Es fühlt sich an diesem Tag so an, als würde der letzte Schatten des verlorenen Weltkrieges endlich weichen. In Genf, am Rande der großen Abrüstungskonferenz, ist etwas geschehen, das viele Deutsche kaum noch zu hoffen gewagt hatten. Die Siegermächte – Großbritannien, Frankreich, Italien und die USA – haben Deutschland in einer gemeinsamen Erklärung die militärische Gleichberechtigung zugesichert. Für uns heute klingt das abstrakt, aber für die Menschen damals war es die Wiederherstellung ihrer nationalen Ehre. Man glaubte, die Fesseln von Versailles seien friedlich gelöst worden. Es ist eine so tragische Ironie, dass ausgerechnet dieser diplomatische Erfolg, der die Republik stabilisieren sollte, nur wenige Wochen später dem kommenden Diktator den Weg ebnen würde, um legal aufzurüsten. Aber an diesem Montag ahnt das niemand. Man klammert sich an die Hoffnung, dass die Vernunft gesiegt hat.

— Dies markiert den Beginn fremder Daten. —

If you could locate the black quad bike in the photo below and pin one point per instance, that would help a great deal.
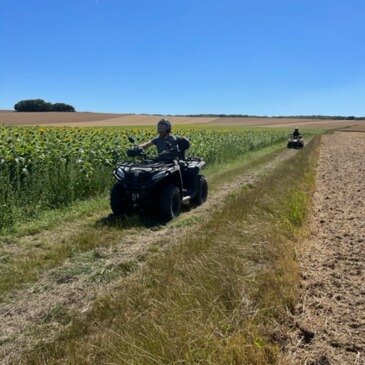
(295, 141)
(158, 185)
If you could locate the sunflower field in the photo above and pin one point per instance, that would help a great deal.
(44, 168)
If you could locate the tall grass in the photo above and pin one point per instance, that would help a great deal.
(47, 168)
(217, 297)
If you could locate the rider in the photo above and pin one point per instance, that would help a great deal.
(165, 141)
(296, 133)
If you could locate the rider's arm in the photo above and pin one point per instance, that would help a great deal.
(146, 145)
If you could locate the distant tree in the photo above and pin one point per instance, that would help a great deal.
(39, 105)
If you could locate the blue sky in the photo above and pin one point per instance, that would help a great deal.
(262, 57)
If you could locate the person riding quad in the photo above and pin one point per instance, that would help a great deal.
(296, 133)
(165, 141)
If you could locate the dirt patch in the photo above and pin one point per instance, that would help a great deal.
(330, 318)
(41, 310)
(84, 119)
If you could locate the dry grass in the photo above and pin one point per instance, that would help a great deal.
(84, 119)
(218, 297)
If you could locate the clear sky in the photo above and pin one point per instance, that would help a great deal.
(262, 57)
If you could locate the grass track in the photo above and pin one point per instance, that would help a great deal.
(25, 259)
(217, 297)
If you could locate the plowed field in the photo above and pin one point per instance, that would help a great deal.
(330, 319)
(104, 119)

Ein Handschlag aus Angst im fernen Osten

Während Europa also noch trunken ist von dieser diplomatischen Erleichterung, verschieben sich am anderen Ende der Welt die tektonischen Platten der Macht, fast unbemerkt vom deutschen Michel. In Genf passiert nämlich noch etwas Zweites, das für die globale Ordnung fast noch bedeutsamer ist. China und die Sowjetunion geben an diesem 12. Dezember bekannt, dass sie ihre diplomatischen Beziehungen wieder aufnehmen. Es ist ein Paukenschlag, der aus der reinen Not geboren wurde.

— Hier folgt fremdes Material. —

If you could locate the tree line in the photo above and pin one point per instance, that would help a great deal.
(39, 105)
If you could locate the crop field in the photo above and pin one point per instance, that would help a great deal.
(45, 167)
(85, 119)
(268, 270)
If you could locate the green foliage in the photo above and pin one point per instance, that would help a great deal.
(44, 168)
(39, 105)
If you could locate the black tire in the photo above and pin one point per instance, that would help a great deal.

Ich finde diesen Moment faszinierend, weil er zeigt, wie sehr die Welt damals schon vernetzt war in ihrer Furcht. Warum taten sie das? Weil im Osten ein aggressives Japan aufstieg, das bereits die Mandschurei besetzt hatte. Der chinesische Drache und der russische Bär reichten sich nicht aus Freundschaft die Hand, sondern um einen Wall gegen die japanische Expansion zu bauen. Es ist, als würden sich die Wolken eines noch viel größeren Gewitters zusammenziehen, während man in Berlin glaubt, das Schlimmste überstanden zu haben. Diese Allianzen, geschmiedet an einem kalten Dezembertag, sind die Vorboten des weltweiten Brandes, der Jahre später folgen sollte.

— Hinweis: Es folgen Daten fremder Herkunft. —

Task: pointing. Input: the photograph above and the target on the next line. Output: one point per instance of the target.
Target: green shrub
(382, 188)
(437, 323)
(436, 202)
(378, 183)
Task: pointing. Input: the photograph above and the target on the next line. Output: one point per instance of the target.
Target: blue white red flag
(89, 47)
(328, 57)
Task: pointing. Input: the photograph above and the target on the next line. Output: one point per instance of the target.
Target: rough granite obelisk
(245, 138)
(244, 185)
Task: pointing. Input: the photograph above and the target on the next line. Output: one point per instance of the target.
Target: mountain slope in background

Das Zittern vor dem großen Zahltag

Doch bleiben wir noch kurz in der beklemmenden Realität dieses Tages. Denn trotz der großen Worte in Genf herrscht in den Finanzzentren des Westens nackte Panik. An diesem 12. Dezember blicken alle nervös auf den Kalender: Nur noch drei Tage bis zum 15. Dezember. Das war der Stichtag für riesige Kriegsschuldenzahlungen an die USA. In Paris und London rauchen die Köpfe, Regierungen wackeln, und das britische Pfund fährt Achterbahn.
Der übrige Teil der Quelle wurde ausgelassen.